The “gold partner” for anti-bacterial drugs and the “prohibition combination”

In the long struggle against disease, anti-bacterial drugs are like loyal health defenders, but they have complex and critical rules for “one-side” or “one-on-one” fighting – “gold partners” who can work hand-in-hand to improve their efficacy, “coercive combinations” that can cause trouble in terms of the safety and efficacy of medicines, and are worth exploring.

Let’s start with the Golden Partners. Beta-neamamine antibacterials (e.g., Amosicillin, capriclo) are combined with beta-neamide inhibitors (e.g., klavic acid, Shubathan) and are a classic combination. Many bacteria are resistant to β-neamide “attacks” that can cause β-neamide to damage the drug structure and render it ineffective. But the enzyme inhibitor can “strike” the enzyme, which is a β-intraamide drug, “sustain the escort”, and the combination of potassium klawite formulations in Amosicillin, which widens the antibacterial spectrum, is powerful against the bacteria that are already resistant, is often used in respiratory, urinary system infections, and makes the treatment more than functional.

Amino sugar (e.g. Quintacin) combined with third-generation cystasy (e.g. cystalcin) is also a good combination for severe grenacosis infections. Amino sugar slurry has a strong virulent effect on the aerobic glyphus, which inhibits the synthesis of bacterial proteins; cystals can destroy the bacterial cell wall, and the two can “shoot out” from different targets, like “twixt” to increase the impact on hard-core bacteria, such as copper-green-fashion cystasy, and play a key role in the treatment of acute pneumonia and complex abdominal infections in hospitals, helping to turn patients into safe people.

However, the antibacterial “coercive combination” hides a crisis. The most alarming is the reuse of the same type of antibacterial drugs. Like two co-uses of bacterium, which appear to be “two-insured”, actually increases the risk of adverse reactions and increases the burden on the liver and kidneys, because of their proximity to anti-bacterial mechanisms, which are not only difficult to co-opt, but also make it easier for the fungus to take advantage of their metabolic disorders to “back-up” and delay conditions, such as the association of afuran with a plaster, contrary to the principle of rational use.

The common use of chlorocin and sulfamide is a typical mix of errors.

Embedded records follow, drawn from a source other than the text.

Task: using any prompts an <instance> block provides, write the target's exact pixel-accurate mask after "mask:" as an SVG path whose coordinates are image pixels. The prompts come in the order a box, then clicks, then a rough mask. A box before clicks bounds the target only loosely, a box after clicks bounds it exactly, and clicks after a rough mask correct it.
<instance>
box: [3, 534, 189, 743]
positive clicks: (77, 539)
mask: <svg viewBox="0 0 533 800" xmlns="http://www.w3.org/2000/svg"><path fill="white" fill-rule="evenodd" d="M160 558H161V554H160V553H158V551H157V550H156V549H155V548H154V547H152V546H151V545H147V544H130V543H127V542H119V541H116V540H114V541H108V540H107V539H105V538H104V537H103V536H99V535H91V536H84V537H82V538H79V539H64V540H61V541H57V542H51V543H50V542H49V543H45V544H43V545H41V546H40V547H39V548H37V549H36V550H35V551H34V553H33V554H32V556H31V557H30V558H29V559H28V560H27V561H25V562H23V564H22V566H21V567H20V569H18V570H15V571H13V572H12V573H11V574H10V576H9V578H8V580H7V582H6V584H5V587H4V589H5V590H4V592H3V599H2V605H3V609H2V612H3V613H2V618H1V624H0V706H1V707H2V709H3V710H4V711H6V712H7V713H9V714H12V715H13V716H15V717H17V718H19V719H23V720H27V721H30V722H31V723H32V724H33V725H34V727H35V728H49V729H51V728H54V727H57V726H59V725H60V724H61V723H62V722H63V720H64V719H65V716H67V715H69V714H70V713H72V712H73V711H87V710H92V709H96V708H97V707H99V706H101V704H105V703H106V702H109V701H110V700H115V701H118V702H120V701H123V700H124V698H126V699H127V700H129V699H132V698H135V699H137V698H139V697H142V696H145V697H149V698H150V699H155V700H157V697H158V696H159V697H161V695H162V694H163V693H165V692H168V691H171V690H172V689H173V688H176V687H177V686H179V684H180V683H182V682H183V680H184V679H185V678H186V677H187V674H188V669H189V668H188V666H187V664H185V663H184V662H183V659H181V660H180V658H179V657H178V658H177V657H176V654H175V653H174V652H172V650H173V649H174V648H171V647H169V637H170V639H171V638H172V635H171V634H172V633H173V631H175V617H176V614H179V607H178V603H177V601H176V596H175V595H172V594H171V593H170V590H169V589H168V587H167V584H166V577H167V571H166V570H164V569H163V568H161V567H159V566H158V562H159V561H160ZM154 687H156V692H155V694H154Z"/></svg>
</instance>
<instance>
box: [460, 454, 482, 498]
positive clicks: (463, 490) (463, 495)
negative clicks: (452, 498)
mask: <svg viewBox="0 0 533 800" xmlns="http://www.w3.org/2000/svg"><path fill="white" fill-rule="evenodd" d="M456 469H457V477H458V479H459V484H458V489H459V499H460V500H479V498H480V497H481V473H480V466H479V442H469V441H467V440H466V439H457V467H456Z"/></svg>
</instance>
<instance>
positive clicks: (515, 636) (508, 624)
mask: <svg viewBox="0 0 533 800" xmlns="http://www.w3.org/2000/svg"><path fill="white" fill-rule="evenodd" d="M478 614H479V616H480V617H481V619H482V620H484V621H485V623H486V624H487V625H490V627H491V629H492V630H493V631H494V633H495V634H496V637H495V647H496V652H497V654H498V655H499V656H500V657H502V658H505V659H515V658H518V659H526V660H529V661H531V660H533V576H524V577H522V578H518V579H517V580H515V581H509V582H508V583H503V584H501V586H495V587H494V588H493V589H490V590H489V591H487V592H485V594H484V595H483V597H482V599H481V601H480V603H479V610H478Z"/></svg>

Both act as a metabolism for bacterial folic acid, in combination with competition for targets, mutual resistance and non-aggression, and may cause severe side effects, such as bone marrow inhibition, allergies, and must not “mix” these two types of drugs in the treatment of infections such as tremor, typhoid and typhoid, in order to prevent them from being mistreated.

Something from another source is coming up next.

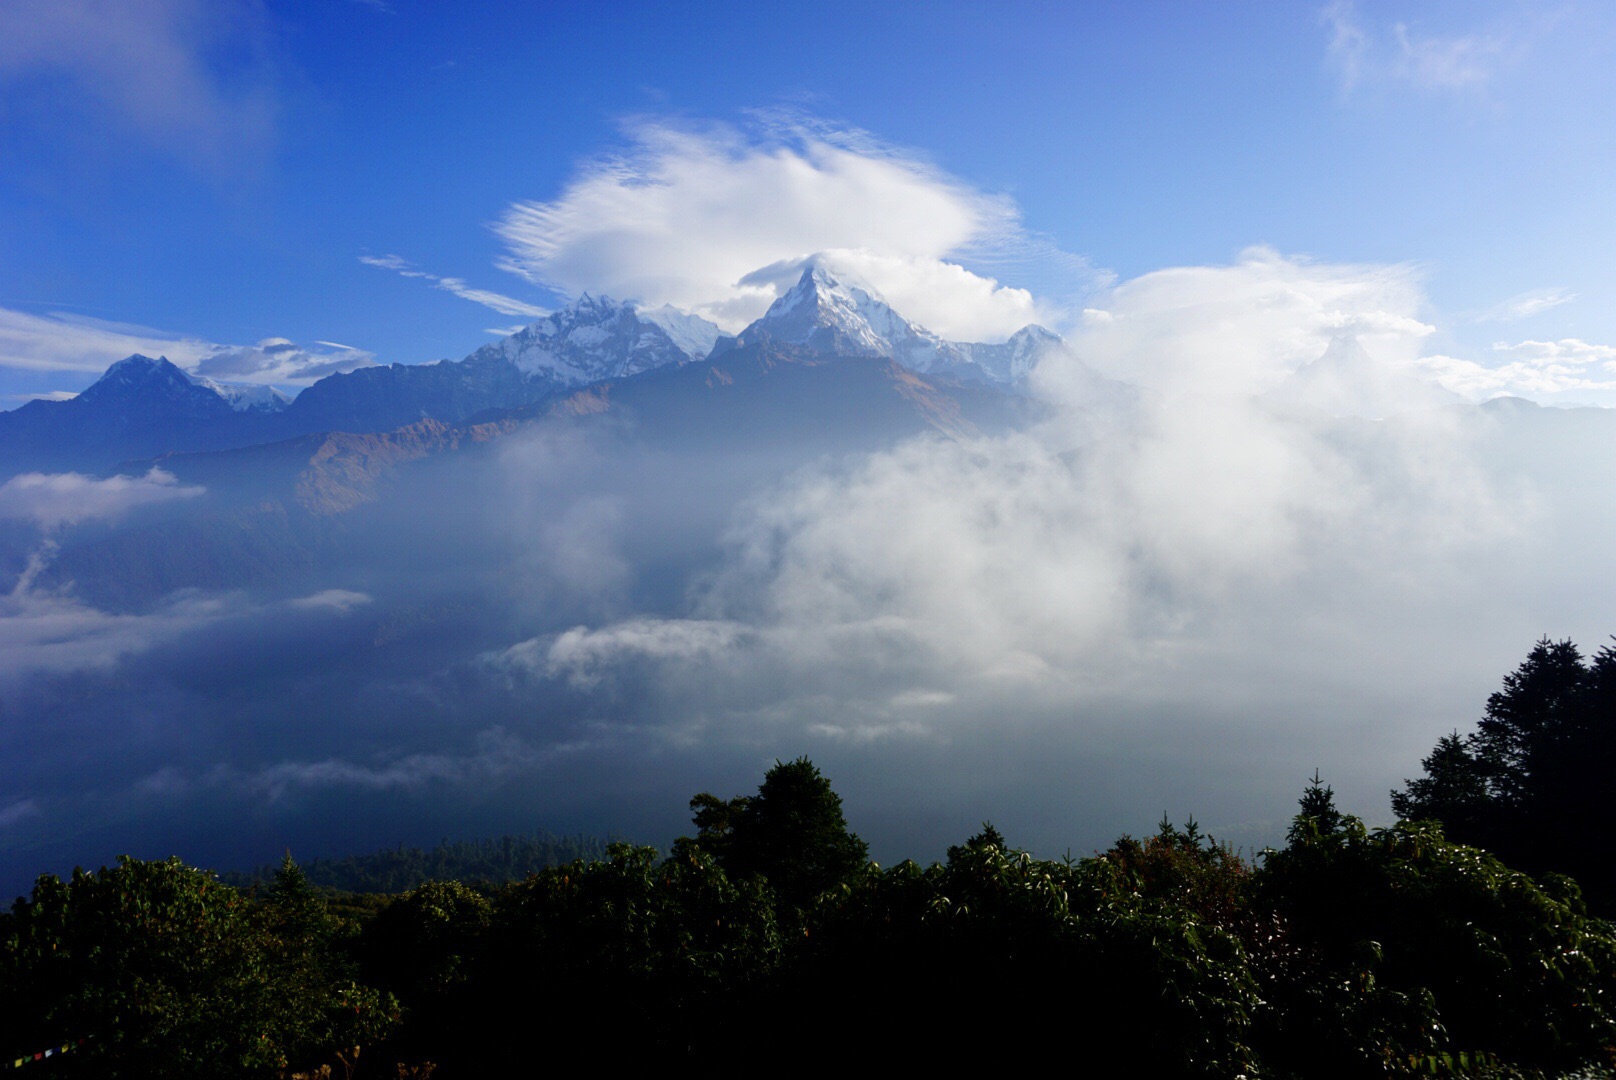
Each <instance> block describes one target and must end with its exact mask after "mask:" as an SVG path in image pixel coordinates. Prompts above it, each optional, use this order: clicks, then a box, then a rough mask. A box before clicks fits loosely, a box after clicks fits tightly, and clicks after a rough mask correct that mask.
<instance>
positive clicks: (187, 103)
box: [0, 0, 276, 173]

Antibacterials and living fungicides are also involved. Live drugs, such as pyrocococcus IV, are often used to regulate intestinal strains and to improve digestion, and, if used at random in the same time as oral antibacterials, antibacterial drugs are “open to kill”, with no distinction between me and the beneficial living bacteria, so that the living fungi agent “does not work”. The correct approach is that the two take 2 – 3 hours apart to ensure their respective efficacy and maintain a micro-ecological balance in the intestinal tract and an orderly process of anti-infection treatment.

Special groups such as the elderly, children, pregnant women, are more cautious in the face of “partnership” and “no taboos”. The reduction of the liver and kidney function of the elderly, the slow metabolism of the drug, the adhesion of the drug with antibacterial drugs, the child ‘ s early organs, the high sensitivity of the drug and its inappropriate combination may affect the growth and development of the child, and the use of the drug during pregnancy, associated with the safety of the mother and the child, can affect the foetus ‘ s bones, the development of the teeth, the prohibition of use during pregnancy, let alone the irrational association with other drugs.

In our daily lives, we get antibacterial drugs that are either “do what you want” or, based on experience, hear what you hear, can be used as a chess game, and lose everything. Doctors must, in accordance with medical instructions, weigh the type of infection, the severity of the disease, the individual ‘ s body, and the combination of well-designed drugs. At the same time, they are actively learning about the use of medications, looking at the “interaction” items of the drug instructions, consulting pharmacists in a timely manner in case of doubt, and not blindly “teams” or “dismantling” antibacterial drugs, so that each drug can be used to best effect and to secure a healthy line of defence.